I always bring at least one additional consideration to the table: Does IT management trust all the domain admins? I mention this because it’s difficult to prevent a rogue admin from accessing other resources and data within any of the domains within the same forest. Even though a domain admin is supposed to have full control of only his or her own domain resources and data, it’s possible (but not always easy) for the admin to escalate his or her privileges. Therefore, if you can’t trust all the domain admins, it begs for a separate forest to contain any possible damage.

In short, if you need high security and protection against rogue or compromised domain admins, create a separate forest. If you need different security policies, use a separate forest. If you need the highest security possible, use a separate forest.
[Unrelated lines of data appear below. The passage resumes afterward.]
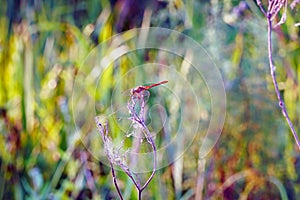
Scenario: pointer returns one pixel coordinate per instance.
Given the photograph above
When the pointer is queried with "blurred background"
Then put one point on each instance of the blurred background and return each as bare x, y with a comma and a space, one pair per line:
42, 46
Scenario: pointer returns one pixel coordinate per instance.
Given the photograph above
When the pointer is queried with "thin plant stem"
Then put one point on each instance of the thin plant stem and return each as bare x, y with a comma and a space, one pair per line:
273, 74
269, 17
115, 181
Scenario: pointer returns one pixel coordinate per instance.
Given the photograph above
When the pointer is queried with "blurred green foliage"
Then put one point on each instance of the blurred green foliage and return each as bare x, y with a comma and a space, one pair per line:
42, 45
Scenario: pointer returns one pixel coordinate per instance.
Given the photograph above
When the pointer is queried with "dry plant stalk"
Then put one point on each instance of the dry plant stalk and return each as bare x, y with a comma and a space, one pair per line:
273, 8
136, 108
Bear in mind that every additional forest or domain created comes with its own management overhead and risks. That’s why the U.S. government and many companies are trying to minimize the number of Internet connection points to their networks: Managing fewer connection points reduces security risks and costs.

Active Directory has costs as well, the least of which is providing two or more secured domain controllers for each separate domain. Every enterprise computer needs lots of management, including security policy configuration and enforcement, access controls, network management, patch management, antimalware software and updates, IDS, and backup services. If separating the forest means that all the necessary management requirements are done less consistently or inadequately, one can make a strong argument that fewer forests can actually improve security.

Notably, IT can still implement additional defense within the same forest. I’m a strong advocate of server and domain isolation. Instead of relying on Active Directory for logical security separation, why not go down further in the network stack (lower is always more secure), and let routers, VLANs, switches, firewalls, IPSec, NAC/NAP, VPNs, and proxies help maintain security separation?

Most servers don’t need to talk to every other server. Most workstations don’t need to talk to other workstations. And if they don’t need to communicate legitimately, don’t let them do it at all. That way, if an attacker compromises a computer, they can attempt to spread to what the server and domain isolation allows — no more and no less. Implementing server and domain isolation can significantly reduce risk, well beyond just separate Active Directory forests.

Also, if IT administration is worried about compromised domain admin accounts, require two-factor authentication for elevated users and/or dedicated management workstations, which are less likely to be compromised by malware.

Ultimately, the level of appropriate security risk is a question for senior management with the proper guidance from IT, which tries its best to meet that decision.

In closing, don’t believe any security mantra you hear. Do your own investigating and make sure all assumptions are valid. Over the years, I’ve often counseled clients to reconsider adding more Active Directory forests unless the security requirements dictated the need and doing so actually reduced risks.